Di poco più giovane di Palazzeschi ma non meno determinante per la narrativa del Novecento, compare una singolare figura di artista che Papini presenta nel 1919 nei suoi Ritratti italiani definendolo homo novus: era Alberto Savinio (1891-1952) pseudonimo di Andrea De Chirico (per distinguersi da suo fratello Giorgio, il famoso pittore). Savinio era già noto nella cerchia dei giovani letterati, quelli che collaboravano alle innumerevoli riviste, anche prima della grande guerra, ma quando nel 1919 esce Hermaphrodito, una raccolta di prose, allora Papini capì subito di trovarsi di fronte ad un artista del tutto nuovo. E così lo presenta:
Scrive in italiano (e anche francese) e non è uno scrittore ma un musicista (…) è poeta e umorista (…) è nato ad Atene di madre genovese e di padre siciliano, non si chiama Alberto e neanche Savinio (…) è passionate pelgrim dalla Grecia all’Italia dall’Italia alla Baviera, dalla Baviera a Parigi, di musica in musica, di letteratura in letteratura.
Savinio inserisce la sua esperienza di vita internazionale nel clima ancora provinciale della letteratura italiana, insofferente delle tradizioni ma ancora incapace di trovare nuove vie che indichino nuovi orizzonti. Continua Papini:
un pezzo comincia in italiano e seguita in francese; isolotti di versi s’avvistano in mari distesi di prosa; i dialetti, la lingua franca, il greco, lo spagnolo, spiccano sulla stoffa italiana come scherzi di conterie sopra un mantello unito; la lirica metafisica dà il posto all’erotica fantastica; un giornale di viaggio finisce in ode e le danze dell’immaginazione storica sdrucciolano a poco a poco nella narrativa umoresca, nella volata fantasista, nella pittura di paese, nella pura musica delle parole rimbalzanti tra terra e cielo, come supreme girandole di un firmamento giovanile riconciliato. Questa apparente confusione sempre nella tonalità della parodia e della satira significa la messa in crisi di tutte le regole accademiche, di tutta la letteratura paludata, quella che si prende troppo sul serio. Per André Breton e la critica francese i due fratelli De Chirico erano stati gli iniziatori del surrealismo, e Papini s’illudeva che il giovane letterato che apparteneva alla “famiglia francese” ossia europea, venisse notato e ammirato dalla critica italiana. Ma quando nel 1993 Salvatore Battaglia presentò una raccolta delle opere di Savinio Torre di guardia, e scrisse la prefazione alla riedizione di Tutta la vita curata da Leonardo Sciascia fu costretto a mettere Savinio in cima alla lista degli autori ignorati dalla critica italiana assieme a Bontempelli e Landolfi, a Libero de Libero e a Palazzeschi.

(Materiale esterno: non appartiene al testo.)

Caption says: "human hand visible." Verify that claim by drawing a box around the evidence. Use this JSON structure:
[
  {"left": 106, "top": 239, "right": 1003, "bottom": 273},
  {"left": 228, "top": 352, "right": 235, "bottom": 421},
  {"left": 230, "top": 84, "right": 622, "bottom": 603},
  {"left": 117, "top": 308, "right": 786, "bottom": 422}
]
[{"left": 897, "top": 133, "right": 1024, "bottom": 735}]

Sciascia conclude “Non c’è scrittore italiano tra gli italiani, più straniero di Savinio”.
Savinio apparteneva alla generazione di Papini, Prezzolini, Palazzeschi e di molti futuristi fiorentini e milanesi che avevano dato le loro prime prove, spesso le migliori, prima della grande guerra, e si ritrovarono come naufraghi sopravvissuti alla tempesta, dopo la grande guerra, quando il mondo era oramai cambiato.
Quale letteratura sono riusciti a trasmettere alle nuove generazioni? …naufraghi sopravvissuti alla tempesta, arrivati su di una isola deserta.